Windmill in the UK, 1720s-1945

Town Mill was a smock mill at Sutton Valence, Kent, United Kingdom. It was built in the 1720s and worked by wind until 1914. It was working by engine into the 1930s and was demolished in 1945.

==History==
Town Mill was built c.1720. It was not marked on Andrew, Dury and Herbert's 1769 map of Kent, but was marked on the 1819 Ordnance Survey map. In 1798, the cap and sails were blown off. The mill was rebuilt, with the base being raised from one to two storeys. This made the mill the second tallest in Kent, beaten only by Union Mill, Cranbrook. In the 1870s, artist Miss Pooley was sitting on the stage making a sketch was killed when the mill was started and she was hit by a sweep.
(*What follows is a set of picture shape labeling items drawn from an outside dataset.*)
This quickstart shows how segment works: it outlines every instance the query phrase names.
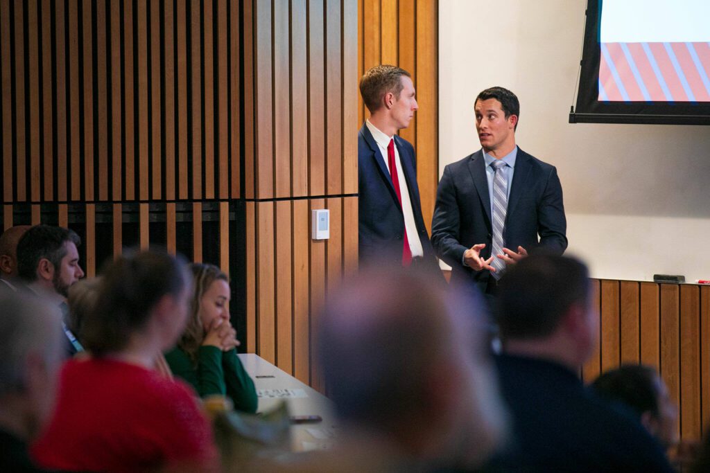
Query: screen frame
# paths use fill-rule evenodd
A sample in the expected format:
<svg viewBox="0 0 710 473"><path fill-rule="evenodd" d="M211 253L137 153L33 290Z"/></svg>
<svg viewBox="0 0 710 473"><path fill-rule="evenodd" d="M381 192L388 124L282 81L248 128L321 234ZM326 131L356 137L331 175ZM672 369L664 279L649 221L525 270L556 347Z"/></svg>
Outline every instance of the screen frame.
<svg viewBox="0 0 710 473"><path fill-rule="evenodd" d="M577 105L570 123L710 125L710 102L604 102L599 100L599 38L604 0L587 0Z"/></svg>

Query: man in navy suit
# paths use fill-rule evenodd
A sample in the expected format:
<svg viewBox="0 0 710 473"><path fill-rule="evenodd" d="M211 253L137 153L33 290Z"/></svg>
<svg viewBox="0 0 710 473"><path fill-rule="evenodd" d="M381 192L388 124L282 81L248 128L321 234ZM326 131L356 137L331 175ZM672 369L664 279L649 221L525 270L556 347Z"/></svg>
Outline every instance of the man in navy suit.
<svg viewBox="0 0 710 473"><path fill-rule="evenodd" d="M434 255L417 185L414 148L396 135L418 106L407 71L380 65L360 80L370 118L358 135L361 262L441 272Z"/></svg>
<svg viewBox="0 0 710 473"><path fill-rule="evenodd" d="M555 167L515 145L518 97L492 87L479 94L474 108L482 149L444 168L432 242L452 267L452 284L472 282L492 295L506 267L528 250L562 254L567 221Z"/></svg>

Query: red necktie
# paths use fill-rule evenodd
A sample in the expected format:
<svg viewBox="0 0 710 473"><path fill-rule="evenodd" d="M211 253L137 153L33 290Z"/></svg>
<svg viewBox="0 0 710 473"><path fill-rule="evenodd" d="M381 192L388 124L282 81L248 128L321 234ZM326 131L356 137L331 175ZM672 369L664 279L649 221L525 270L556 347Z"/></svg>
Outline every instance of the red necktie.
<svg viewBox="0 0 710 473"><path fill-rule="evenodd" d="M390 177L392 178L392 185L397 193L397 199L400 201L402 215L404 216L404 208L402 206L402 193L399 189L399 177L397 172L397 163L395 162L395 140L390 140L387 145L387 160L390 165ZM402 247L402 266L408 267L412 264L412 249L409 247L409 239L407 238L407 226L404 228L404 246Z"/></svg>

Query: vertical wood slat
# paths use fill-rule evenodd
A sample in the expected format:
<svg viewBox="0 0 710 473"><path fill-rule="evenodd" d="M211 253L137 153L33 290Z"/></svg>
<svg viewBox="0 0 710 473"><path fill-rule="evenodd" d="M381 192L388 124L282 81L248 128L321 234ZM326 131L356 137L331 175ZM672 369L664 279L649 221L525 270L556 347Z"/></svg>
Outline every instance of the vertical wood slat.
<svg viewBox="0 0 710 473"><path fill-rule="evenodd" d="M700 362L700 289L680 286L680 435L702 438ZM707 343L707 340L706 340Z"/></svg>
<svg viewBox="0 0 710 473"><path fill-rule="evenodd" d="M343 199L343 272L352 277L358 269L357 197Z"/></svg>
<svg viewBox="0 0 710 473"><path fill-rule="evenodd" d="M640 283L641 362L660 370L660 288L652 282Z"/></svg>
<svg viewBox="0 0 710 473"><path fill-rule="evenodd" d="M85 272L87 277L96 276L96 205L86 204L86 237L82 242L86 247Z"/></svg>
<svg viewBox="0 0 710 473"><path fill-rule="evenodd" d="M59 2L61 3L61 2ZM114 201L121 200L123 195L123 176L121 171L121 154L123 144L121 136L123 133L122 113L121 104L123 97L121 94L121 4L119 0L111 1L111 198ZM60 77L61 77L60 75ZM60 90L58 86L58 90ZM60 94L61 95L61 94ZM61 110L61 108L60 108ZM60 123L62 120L58 121ZM60 161L61 162L61 161ZM60 200L61 200L61 196ZM115 234L114 234L115 239ZM114 255L117 253L115 251Z"/></svg>
<svg viewBox="0 0 710 473"><path fill-rule="evenodd" d="M175 198L175 164L178 156L175 154L177 140L175 135L175 85L178 78L175 71L175 26L173 23L174 11L173 0L166 0L164 4L163 37L165 43L165 199L169 201Z"/></svg>
<svg viewBox="0 0 710 473"><path fill-rule="evenodd" d="M256 333L258 330L256 319L256 204L246 202L246 349L251 353L257 353Z"/></svg>
<svg viewBox="0 0 710 473"><path fill-rule="evenodd" d="M291 179L293 195L308 195L308 82L306 0L291 2Z"/></svg>
<svg viewBox="0 0 710 473"><path fill-rule="evenodd" d="M619 293L621 362L638 364L640 357L638 283L622 281Z"/></svg>
<svg viewBox="0 0 710 473"><path fill-rule="evenodd" d="M217 108L219 114L219 140L217 148L219 176L219 199L229 198L229 113L230 104L228 94L227 59L229 50L227 48L227 1L217 0ZM233 23L234 24L234 23ZM239 50L237 49L236 55ZM239 75L236 75L239 77ZM234 112L232 111L232 113ZM236 111L239 114L239 111ZM234 156L234 167L239 167L240 152Z"/></svg>
<svg viewBox="0 0 710 473"><path fill-rule="evenodd" d="M325 208L325 199L314 199L310 201L310 210ZM309 212L310 213L310 212ZM332 228L331 228L332 231ZM322 301L325 297L326 289L326 245L325 240L310 240L310 337L311 346L310 357L310 385L314 389L320 392L324 392L323 380L316 366L315 351L312 347L317 343L317 336L316 335L316 314L321 308Z"/></svg>
<svg viewBox="0 0 710 473"><path fill-rule="evenodd" d="M29 57L30 101L30 198L38 202L40 194L40 77L39 22L37 1L27 3L28 56Z"/></svg>
<svg viewBox="0 0 710 473"><path fill-rule="evenodd" d="M97 102L98 113L98 150L99 156L99 199L109 199L109 96L107 91L108 78L106 77L106 56L109 50L104 50L106 46L106 26L108 21L106 14L106 2L96 4L97 16ZM114 66L115 67L115 66ZM46 172L46 168L45 168Z"/></svg>
<svg viewBox="0 0 710 473"><path fill-rule="evenodd" d="M327 0L325 22L326 189L328 195L333 195L343 191L340 0Z"/></svg>
<svg viewBox="0 0 710 473"><path fill-rule="evenodd" d="M229 17L231 19L231 50L229 55L229 70L231 87L231 96L229 99L229 104L231 107L231 129L230 130L231 136L231 156L239 156L241 152L241 137L240 135L240 128L241 126L240 119L240 105L241 101L239 96L239 82L241 77L242 67L239 61L239 6L236 2L230 2ZM244 20L246 21L246 18ZM248 55L247 52L244 52L245 60ZM246 79L246 78L245 78ZM224 102L225 104L226 102ZM231 166L231 195L232 199L238 199L241 196L241 166L236 161L232 161Z"/></svg>
<svg viewBox="0 0 710 473"><path fill-rule="evenodd" d="M148 194L148 4L146 1L136 3L136 16L138 18L138 199L147 200Z"/></svg>
<svg viewBox="0 0 710 473"><path fill-rule="evenodd" d="M422 200L422 215L430 232L439 182L437 3L435 0L417 0L415 74L420 107L415 117L417 180Z"/></svg>
<svg viewBox="0 0 710 473"><path fill-rule="evenodd" d="M139 7L140 8L140 7ZM125 160L124 167L126 173L125 195L127 200L136 199L135 156L136 156L136 127L133 101L133 86L136 77L133 75L133 2L124 3L124 80L126 83L124 95L124 122ZM140 65L138 66L140 68ZM140 132L139 132L140 133Z"/></svg>
<svg viewBox="0 0 710 473"><path fill-rule="evenodd" d="M71 169L70 194L72 201L81 199L81 128L80 115L82 110L79 104L79 86L82 79L79 77L79 11L76 1L69 2L69 133L70 166Z"/></svg>
<svg viewBox="0 0 710 473"><path fill-rule="evenodd" d="M138 234L141 250L148 250L151 246L151 217L147 204L138 204Z"/></svg>
<svg viewBox="0 0 710 473"><path fill-rule="evenodd" d="M113 237L114 237L114 259L121 255L123 251L123 206L114 204L113 206ZM60 226L62 224L60 223Z"/></svg>
<svg viewBox="0 0 710 473"><path fill-rule="evenodd" d="M309 195L325 194L325 109L323 0L307 2Z"/></svg>
<svg viewBox="0 0 710 473"><path fill-rule="evenodd" d="M27 199L26 169L26 133L25 128L25 40L23 2L15 2L15 191L17 200Z"/></svg>
<svg viewBox="0 0 710 473"><path fill-rule="evenodd" d="M12 90L12 76L10 70L10 57L12 55L11 51L10 28L9 23L12 21L10 18L10 0L0 0L0 22L3 28L0 28L0 77L2 79L2 154L3 162L3 201L12 201L13 179L8 179L12 176L13 161L10 159L12 154L12 136L13 136L13 120L12 120L12 102L8 99L13 93ZM5 27L5 24L8 27ZM3 219L5 222L5 228L12 226L12 210L10 207L8 211L8 206L5 206L3 213ZM10 225L8 226L9 219Z"/></svg>
<svg viewBox="0 0 710 473"><path fill-rule="evenodd" d="M259 202L256 205L256 316L258 333L258 355L271 363L276 363L276 321L274 306L274 203Z"/></svg>
<svg viewBox="0 0 710 473"><path fill-rule="evenodd" d="M660 373L676 406L680 406L679 292L676 284L660 284Z"/></svg>
<svg viewBox="0 0 710 473"><path fill-rule="evenodd" d="M357 133L353 127L358 120L358 69L353 60L358 52L357 3L346 1L343 4L342 30L342 123L340 135L342 137L343 156L343 193L356 194L358 191L357 174ZM353 129L351 129L353 128ZM355 233L356 235L357 232Z"/></svg>
<svg viewBox="0 0 710 473"><path fill-rule="evenodd" d="M244 0L244 198L253 199L256 184L256 79L254 45L255 0ZM234 99L233 98L232 100Z"/></svg>
<svg viewBox="0 0 710 473"><path fill-rule="evenodd" d="M700 288L700 382L702 431L710 428L710 287Z"/></svg>
<svg viewBox="0 0 710 473"><path fill-rule="evenodd" d="M258 199L271 199L274 195L271 4L268 1L256 1L254 9L256 195Z"/></svg>
<svg viewBox="0 0 710 473"><path fill-rule="evenodd" d="M213 53L212 31L212 0L204 0L202 11L204 28L202 40L204 43L204 54L202 60L204 65L203 92L204 99L202 100L204 107L204 198L214 199L214 68Z"/></svg>
<svg viewBox="0 0 710 473"><path fill-rule="evenodd" d="M601 281L601 371L619 365L619 282Z"/></svg>
<svg viewBox="0 0 710 473"><path fill-rule="evenodd" d="M273 4L273 157L274 196L291 195L289 3Z"/></svg>
<svg viewBox="0 0 710 473"><path fill-rule="evenodd" d="M229 203L219 203L219 267L229 275Z"/></svg>
<svg viewBox="0 0 710 473"><path fill-rule="evenodd" d="M276 365L287 373L293 371L293 278L292 248L293 226L291 221L292 202L275 203L274 232L275 235L275 271L276 299Z"/></svg>
<svg viewBox="0 0 710 473"><path fill-rule="evenodd" d="M190 5L190 33L192 35L192 199L202 199L202 70L200 57L200 33L202 11L199 2Z"/></svg>
<svg viewBox="0 0 710 473"><path fill-rule="evenodd" d="M170 2L168 2L170 3ZM151 0L151 150L152 179L151 182L151 198L158 199L162 197L162 143L160 121L160 38L164 33L160 31L160 2ZM147 89L147 87L146 87ZM168 135L169 136L169 135ZM146 157L147 159L147 157ZM166 160L170 159L166 157Z"/></svg>
<svg viewBox="0 0 710 473"><path fill-rule="evenodd" d="M178 43L178 194L181 199L187 199L187 16L185 2L176 2Z"/></svg>
<svg viewBox="0 0 710 473"><path fill-rule="evenodd" d="M591 298L591 306L592 310L594 313L598 314L599 318L599 341L601 340L601 313L600 311L600 291L601 291L601 284L598 279L592 279L590 282L590 297ZM596 349L594 352L589 357L589 360L584 364L582 367L582 377L584 379L584 382L589 383L594 381L596 377L599 375L601 372L601 343L596 344Z"/></svg>
<svg viewBox="0 0 710 473"><path fill-rule="evenodd" d="M84 77L82 82L84 84L84 199L86 201L94 200L94 58L92 55L92 42L93 40L92 28L92 5L91 0L84 0L82 4L83 14L84 42ZM78 120L79 117L77 117ZM78 184L78 183L77 183Z"/></svg>
<svg viewBox="0 0 710 473"><path fill-rule="evenodd" d="M192 202L192 261L202 262L202 202Z"/></svg>
<svg viewBox="0 0 710 473"><path fill-rule="evenodd" d="M293 376L310 379L309 310L310 209L306 200L293 201Z"/></svg>

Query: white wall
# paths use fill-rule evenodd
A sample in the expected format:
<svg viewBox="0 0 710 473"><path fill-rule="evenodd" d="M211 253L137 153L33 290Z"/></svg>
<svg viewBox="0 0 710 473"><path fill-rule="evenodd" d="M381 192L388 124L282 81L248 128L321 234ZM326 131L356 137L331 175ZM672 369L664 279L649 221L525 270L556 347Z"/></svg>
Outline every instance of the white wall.
<svg viewBox="0 0 710 473"><path fill-rule="evenodd" d="M518 145L557 167L568 253L592 276L710 279L710 127L569 124L586 0L441 0L439 175L480 148L473 106L520 101Z"/></svg>

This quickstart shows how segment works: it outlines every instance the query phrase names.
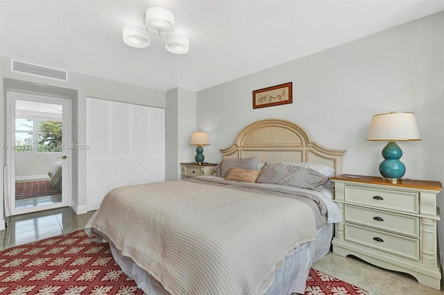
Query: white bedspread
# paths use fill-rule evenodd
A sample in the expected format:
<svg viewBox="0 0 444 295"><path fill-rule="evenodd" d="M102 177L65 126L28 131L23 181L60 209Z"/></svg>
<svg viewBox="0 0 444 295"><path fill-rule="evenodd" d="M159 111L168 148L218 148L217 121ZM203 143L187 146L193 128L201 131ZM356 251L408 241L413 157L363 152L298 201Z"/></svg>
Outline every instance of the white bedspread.
<svg viewBox="0 0 444 295"><path fill-rule="evenodd" d="M184 181L116 188L85 229L172 294L262 294L285 257L316 238L300 201Z"/></svg>

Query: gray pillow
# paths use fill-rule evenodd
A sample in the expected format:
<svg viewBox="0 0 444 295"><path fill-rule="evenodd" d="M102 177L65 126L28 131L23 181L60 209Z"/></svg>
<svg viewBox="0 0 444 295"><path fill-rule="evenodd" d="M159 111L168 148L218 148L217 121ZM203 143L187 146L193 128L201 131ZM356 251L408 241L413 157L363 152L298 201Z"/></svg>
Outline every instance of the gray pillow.
<svg viewBox="0 0 444 295"><path fill-rule="evenodd" d="M266 162L256 179L258 183L280 184L320 191L329 178L313 169L280 163Z"/></svg>
<svg viewBox="0 0 444 295"><path fill-rule="evenodd" d="M230 169L235 167L247 170L257 169L257 157L242 159L225 158L214 168L213 175L225 178Z"/></svg>

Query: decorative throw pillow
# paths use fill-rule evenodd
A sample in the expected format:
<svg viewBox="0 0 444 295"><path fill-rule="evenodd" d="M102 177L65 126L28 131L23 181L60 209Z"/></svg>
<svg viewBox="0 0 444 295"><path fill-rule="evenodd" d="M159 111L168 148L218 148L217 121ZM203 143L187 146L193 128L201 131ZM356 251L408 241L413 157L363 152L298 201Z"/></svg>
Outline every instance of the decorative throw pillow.
<svg viewBox="0 0 444 295"><path fill-rule="evenodd" d="M232 168L227 173L225 180L255 183L260 172L261 170Z"/></svg>
<svg viewBox="0 0 444 295"><path fill-rule="evenodd" d="M305 168L313 169L314 170L316 170L319 173L323 174L328 177L333 177L334 176L334 169L330 166L327 166L327 165L320 164L318 163L290 162L282 163L304 167Z"/></svg>
<svg viewBox="0 0 444 295"><path fill-rule="evenodd" d="M291 164L266 162L256 182L321 190L329 178L313 169Z"/></svg>
<svg viewBox="0 0 444 295"><path fill-rule="evenodd" d="M241 159L225 158L214 168L213 175L225 178L230 169L234 167L255 170L257 168L257 157Z"/></svg>

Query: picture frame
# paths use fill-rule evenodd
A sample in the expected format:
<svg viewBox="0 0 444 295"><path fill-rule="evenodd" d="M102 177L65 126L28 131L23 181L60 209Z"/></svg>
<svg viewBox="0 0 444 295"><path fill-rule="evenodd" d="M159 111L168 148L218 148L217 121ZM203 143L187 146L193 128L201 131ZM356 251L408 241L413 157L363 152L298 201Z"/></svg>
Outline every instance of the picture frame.
<svg viewBox="0 0 444 295"><path fill-rule="evenodd" d="M280 84L253 91L253 108L293 103L293 82Z"/></svg>

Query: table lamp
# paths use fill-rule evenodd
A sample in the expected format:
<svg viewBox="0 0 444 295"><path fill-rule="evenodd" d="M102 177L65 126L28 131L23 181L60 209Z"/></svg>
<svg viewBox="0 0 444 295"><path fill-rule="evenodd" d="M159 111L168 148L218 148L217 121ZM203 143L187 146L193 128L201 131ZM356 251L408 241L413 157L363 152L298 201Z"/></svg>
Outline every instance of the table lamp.
<svg viewBox="0 0 444 295"><path fill-rule="evenodd" d="M382 150L384 160L379 164L379 172L384 181L402 181L405 166L400 161L401 148L395 141L420 141L415 113L380 114L373 116L367 141L388 141Z"/></svg>
<svg viewBox="0 0 444 295"><path fill-rule="evenodd" d="M208 138L208 134L202 131L196 131L191 134L191 141L189 143L191 145L197 145L196 148L196 157L194 159L196 162L199 165L202 165L205 157L203 156L203 148L202 145L210 145L210 139Z"/></svg>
The person who started the mill was unaware of her presence. In 1872, Canterbury millwright Thomas Holman fitted a new windshaft, sails and fantail. The mill was working by wind until 1914, when it was damaged in a gale. It was then worked by an auxiliary gas engine until at least 1933. The mill was damaged by a flying bomb during World War II. It was consequently demolished in 1945, leaving the base, which was house converted in the late 1960s.

==Description==
Town mill was a three storey smock mill on a two storey base. It was powered by four patent sails carried on a cast iron windshaft. An eight-bladed fantail turned the mill into wind. The mill drove three pairs of millstones, with a fourth pair driven by the engine.